What are ecosystem assessments?
The valuation of ecosystem services is a way of evaluating what society is willing to trade off to conserve a particular ecosystem service by either quantitatively or qualitatively assessing its value. Harnessing the value of blue forests ecosystems often begins with data gap analysis to increase the understanding of the threats and benefits these ecosystems provide in a particular location.
How do blue forests support biodiversity?
Healthy blue forests provide key ecosystem services that support coastal biodiversity. These provisions include: nursery habitats for fish, shellfish, invertebrates, and other marine and terrestrial species; filtration of pollutants and excess nutrients in coastal waters; and feeding grounds for migratory birds and fish species.
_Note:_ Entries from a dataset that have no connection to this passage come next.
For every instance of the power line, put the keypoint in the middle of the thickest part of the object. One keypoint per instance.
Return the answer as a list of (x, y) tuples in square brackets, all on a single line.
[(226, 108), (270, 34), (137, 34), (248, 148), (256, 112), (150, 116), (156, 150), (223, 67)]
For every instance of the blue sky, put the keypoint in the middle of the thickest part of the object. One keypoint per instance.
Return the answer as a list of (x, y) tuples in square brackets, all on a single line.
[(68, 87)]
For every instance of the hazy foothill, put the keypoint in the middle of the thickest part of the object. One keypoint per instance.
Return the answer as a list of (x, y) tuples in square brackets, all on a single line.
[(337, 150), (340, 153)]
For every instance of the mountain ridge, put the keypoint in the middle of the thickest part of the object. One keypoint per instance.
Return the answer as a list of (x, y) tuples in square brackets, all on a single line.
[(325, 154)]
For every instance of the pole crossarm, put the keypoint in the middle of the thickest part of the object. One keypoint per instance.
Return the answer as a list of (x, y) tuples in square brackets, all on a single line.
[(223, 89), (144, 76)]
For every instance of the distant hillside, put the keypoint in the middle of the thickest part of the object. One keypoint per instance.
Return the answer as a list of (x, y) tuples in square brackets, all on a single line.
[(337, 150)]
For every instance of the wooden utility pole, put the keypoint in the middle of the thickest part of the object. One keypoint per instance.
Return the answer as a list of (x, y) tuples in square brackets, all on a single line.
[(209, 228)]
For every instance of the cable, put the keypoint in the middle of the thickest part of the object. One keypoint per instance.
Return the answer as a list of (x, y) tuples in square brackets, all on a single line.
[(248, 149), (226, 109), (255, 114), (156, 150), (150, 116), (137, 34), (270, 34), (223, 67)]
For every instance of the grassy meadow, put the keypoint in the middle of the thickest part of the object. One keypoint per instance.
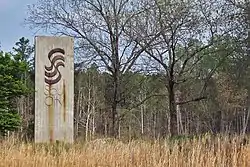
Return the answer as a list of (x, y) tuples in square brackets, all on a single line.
[(204, 151)]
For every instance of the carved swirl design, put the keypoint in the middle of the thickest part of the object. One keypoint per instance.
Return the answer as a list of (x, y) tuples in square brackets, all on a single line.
[(55, 62)]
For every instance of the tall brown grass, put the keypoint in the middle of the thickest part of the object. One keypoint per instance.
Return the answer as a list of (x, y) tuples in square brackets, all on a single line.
[(200, 152)]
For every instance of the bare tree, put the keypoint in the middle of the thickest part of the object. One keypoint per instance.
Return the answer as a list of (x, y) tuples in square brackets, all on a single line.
[(187, 31), (98, 27)]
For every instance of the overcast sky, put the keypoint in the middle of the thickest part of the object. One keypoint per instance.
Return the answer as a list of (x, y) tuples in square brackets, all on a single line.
[(12, 14)]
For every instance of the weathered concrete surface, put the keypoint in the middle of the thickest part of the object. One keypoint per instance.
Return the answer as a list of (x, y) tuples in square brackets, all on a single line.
[(54, 86)]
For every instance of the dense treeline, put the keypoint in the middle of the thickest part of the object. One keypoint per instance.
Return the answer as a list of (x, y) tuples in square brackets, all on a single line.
[(149, 68)]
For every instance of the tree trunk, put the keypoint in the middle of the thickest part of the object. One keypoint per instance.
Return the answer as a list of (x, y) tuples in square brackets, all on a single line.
[(172, 110)]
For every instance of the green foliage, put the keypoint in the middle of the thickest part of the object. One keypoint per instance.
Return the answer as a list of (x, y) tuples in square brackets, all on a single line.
[(11, 86)]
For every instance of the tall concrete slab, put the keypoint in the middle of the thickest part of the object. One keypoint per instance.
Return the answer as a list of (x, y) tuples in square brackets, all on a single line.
[(54, 86)]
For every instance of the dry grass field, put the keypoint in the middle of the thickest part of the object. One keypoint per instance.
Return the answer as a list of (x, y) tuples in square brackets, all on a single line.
[(201, 152)]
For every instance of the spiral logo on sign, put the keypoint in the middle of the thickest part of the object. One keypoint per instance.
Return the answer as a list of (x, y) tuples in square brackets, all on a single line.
[(52, 73)]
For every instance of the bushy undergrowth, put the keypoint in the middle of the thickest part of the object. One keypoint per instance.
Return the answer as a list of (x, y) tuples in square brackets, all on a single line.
[(206, 151)]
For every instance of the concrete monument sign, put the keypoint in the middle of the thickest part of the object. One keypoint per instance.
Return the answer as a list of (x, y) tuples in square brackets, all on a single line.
[(54, 86)]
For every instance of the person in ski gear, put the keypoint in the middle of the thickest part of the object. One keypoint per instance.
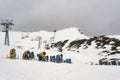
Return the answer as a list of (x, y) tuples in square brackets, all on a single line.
[(12, 53), (67, 60), (26, 55), (45, 58), (52, 58), (59, 58), (41, 56), (31, 55)]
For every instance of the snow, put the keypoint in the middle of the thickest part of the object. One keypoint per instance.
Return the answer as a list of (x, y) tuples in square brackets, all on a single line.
[(80, 69)]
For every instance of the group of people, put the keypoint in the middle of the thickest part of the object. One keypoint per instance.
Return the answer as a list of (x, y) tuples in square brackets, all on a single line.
[(27, 55)]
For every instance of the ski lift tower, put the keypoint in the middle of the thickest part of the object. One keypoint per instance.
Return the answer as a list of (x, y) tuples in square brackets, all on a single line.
[(6, 24)]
When multiple blue forests grow together within the same area, these ecological functions can be even more impactful, often increasing the richness of biodiversity and abundance of fish along coastlines.
Mangrove ecosystems, for example, are some of the most productive and biologically diverse ecosystems on the planet. They serve as important habitats for fish, sharks, manatees, crabs and other important species. In Ecuador, Conservation International aims to work more specifically with two crab harvesting associations and fishermen living inside El Morro Wildlife reserve in the implementation of alternatives to reduce over-harvesting of mangrove resources, while ensuring access and a good distribution of economic benefits from mangroves management.
How can blue forests be restored?
Restoration, or the act of bringing an ecosystem back into, as nearly as possible, its original condition, can be used as a tool to return lost forest in order to achieve the objectives of sustainable mangrove management and can be necessary when a forest can no longer self-renew. Techniques for blue forests restoration depend on site characteristics such as soil depth, availability of propagules, and pressure from humans and other forces on the forest. Though plantation productivity has been shown to decline with age, given the chance, restored mangroves, for example, may develop into mature forests with many of the structural and functional characteristics of mature mangrove systems. In Kenya, low diversity mangrove planting has given way to higher diversity forests, provided the reforested area is not harvested.